So, you’ve already ordered the type of t-shirts you want and picked the art to jazz them up. Here’s what comes next. Click on the numbers on the graphic below to get an exclusive behind the screens look at the printing process at David Knepprath’s shop. Graphic: Nardine Saad
Small-time t-shirt designers, who aren’t backed by big brands, go to David Knepprath to execute their visions.
Knepprath is one of more than 2,000 screen printers in Los Angeles County, based on a simple Yellow Pages search. Knepprath’s own history creating cotton concoctions has made him an expert on the screen printing industry. The entrance to his shop is clean and simple. The office is sparsely decorated with two rolling racks of sample shirts and a few screened hats and tees are tacked to the wall.
Knepprath sits in the far corner behind a counter among his employees while he explains how to use his Web site to a customer over the phone.
“They have to be done in the same order,” he bellows into the phone, his booming voice drowning out the voices of the other employees in the front office.
Knepprath shuffles through the shop into the back rooms, past the printers and up the stairs to his office.
“[The t-shirt has] always been a walking billboard,” says the owner of T-Shirt Pros David K’s T-shirt Printing. He is 53, short, white haired and wears a long-sleeved navy blue polo, khaki cargo pants and brown hiking shoes.
Silk screening inks, Knepprath says, are the likely reason that t-shirts gained popularity in the 1960s, allowing them to become universal billboards and symbols of a consumer society. He’s clear, though: he’d never wear a billboard he didn’t want to promote or pay to advertise for someone else.

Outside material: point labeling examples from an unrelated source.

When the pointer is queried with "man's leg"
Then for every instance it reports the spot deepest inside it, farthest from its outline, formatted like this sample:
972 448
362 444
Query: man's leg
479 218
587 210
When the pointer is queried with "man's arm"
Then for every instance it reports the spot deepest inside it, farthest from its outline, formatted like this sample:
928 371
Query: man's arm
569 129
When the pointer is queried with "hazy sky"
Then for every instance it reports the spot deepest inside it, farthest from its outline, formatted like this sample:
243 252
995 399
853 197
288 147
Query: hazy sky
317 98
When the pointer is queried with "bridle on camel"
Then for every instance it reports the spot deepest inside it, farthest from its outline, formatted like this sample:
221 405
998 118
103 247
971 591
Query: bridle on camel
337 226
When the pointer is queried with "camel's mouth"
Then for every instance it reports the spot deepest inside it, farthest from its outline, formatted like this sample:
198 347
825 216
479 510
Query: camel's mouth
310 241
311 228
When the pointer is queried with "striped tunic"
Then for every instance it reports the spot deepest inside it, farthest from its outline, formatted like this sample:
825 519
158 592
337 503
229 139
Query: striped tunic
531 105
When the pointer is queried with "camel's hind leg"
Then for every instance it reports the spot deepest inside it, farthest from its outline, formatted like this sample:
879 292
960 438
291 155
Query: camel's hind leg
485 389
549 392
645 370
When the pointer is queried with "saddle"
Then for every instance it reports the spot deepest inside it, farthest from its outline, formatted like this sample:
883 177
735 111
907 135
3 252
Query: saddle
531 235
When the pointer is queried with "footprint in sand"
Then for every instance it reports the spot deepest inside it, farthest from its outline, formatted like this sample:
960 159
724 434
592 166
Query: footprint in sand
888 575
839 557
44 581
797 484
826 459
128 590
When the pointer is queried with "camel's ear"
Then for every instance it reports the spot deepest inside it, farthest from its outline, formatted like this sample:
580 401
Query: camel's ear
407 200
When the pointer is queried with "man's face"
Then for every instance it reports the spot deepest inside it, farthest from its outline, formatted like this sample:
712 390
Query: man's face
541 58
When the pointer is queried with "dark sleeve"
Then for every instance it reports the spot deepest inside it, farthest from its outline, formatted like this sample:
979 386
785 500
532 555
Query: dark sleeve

“I’d never wear a Nike or a Reebok,” he says.
Twenty years ago, when Knepprath started T-shirt Pros, “Everything was American made–Hanes, Fruit of the Loom–they were all made in U.S.” he said. During his time in the business, Knepprath has dealt with most of the changes in the t-shirt industry firsthand. So, what happened?
“Can you say NAFTA?” he chuckles. “Now none of them are [American made], except for American Apparel.”
When Knepprath started T-Shirt Pros, a white Hanes Beefy-T cost him $3. Before the North American Free Trade Agreement, the imported stuff was “junk,” he says. Today, one shirt costs $1.75 because it is no longer made domestically but is still much superior in quality than it was 30 years ago. That was when he bought his first emulsion printing kit from Aaron Brothers. Knepprath had never taken an art class; silk screen printing was just a creative outlet for the then advertising exec.
“I was able to go from concept to my own product,” Knepprath says. “I could do it all. I was consumed by it.” This was his form of American Apparel’s vertical integration model. He later built his own one-color screen printing press, set up shop in his kitchen and cured the t-shirts in his oven before finally starting his company in 1989. He now owns two large printing presses that can screen up to 12 ink colors onto one item. His clientele varies but all customers have to place a minimum order of 24 shirts to use his services. Knepprath’s largest order to date has been for 75,000 t-shirts for the St. Baldrick’s Foundation. “I wish every order was like that,” he said later.
Sitting behind his desk, which is splayed with prints, documents and letters, Knepprath rocks back and forth in his leather chair beaming with excitement. A cork board rests on the wall by his desk tacked with newspaper clippings, decals and postcards. The faint whining of the press churning downstairs is drowned out by his laugh when he remembers some of the ridiculous things people have asked him to do with t-shirts.
In 2000, he said stylists working on “The Mexican” film brought him a fitted tee that Brad Pitt was supposed to wear in the movie.
Knepprath leans forward in his chair and his blue eyes bulge. He begins to speak slowly but his voice is still amplified.
“It was black, long-sleeved and from Barney’s!” he yells, incredulity at the shirt’s lackluster appearance dripping from every word. And the kicker: the shirt cost $80 and came with care instructions for the consumer to properly scrunch it up so that it would maintain its unique crinkliness.
Knepprath also witnesses demand for shirts almost daily. The past two years when the Lakers were playing in the championships, Knepprath said he had a 10-person crew stay at the Culver City print shop overnight. They watched the final game and prepped thousands of t-shirts immediately proclaiming that the Lakers had indeed won the championship in just a couple of hours.
“It’s a lot of responsibility because it’s a timely thing,” Knepprath says. “As soon as they win, we’re like: okay, start the presses!”
He supplied the shirts to sporting good stores, which all had different pickup times throughout the night, so that the shirts would be in stores the next morning. Sports fans, he believes, can be just as bad as fashionistas.
“Sports uniforms have three different styles: home, away and an alternate jerseys they use. And they change every few years and you have to go buy it,” Knepprath says, still rocking in his chair. “If you’re a big sports fan you gotta follow along.”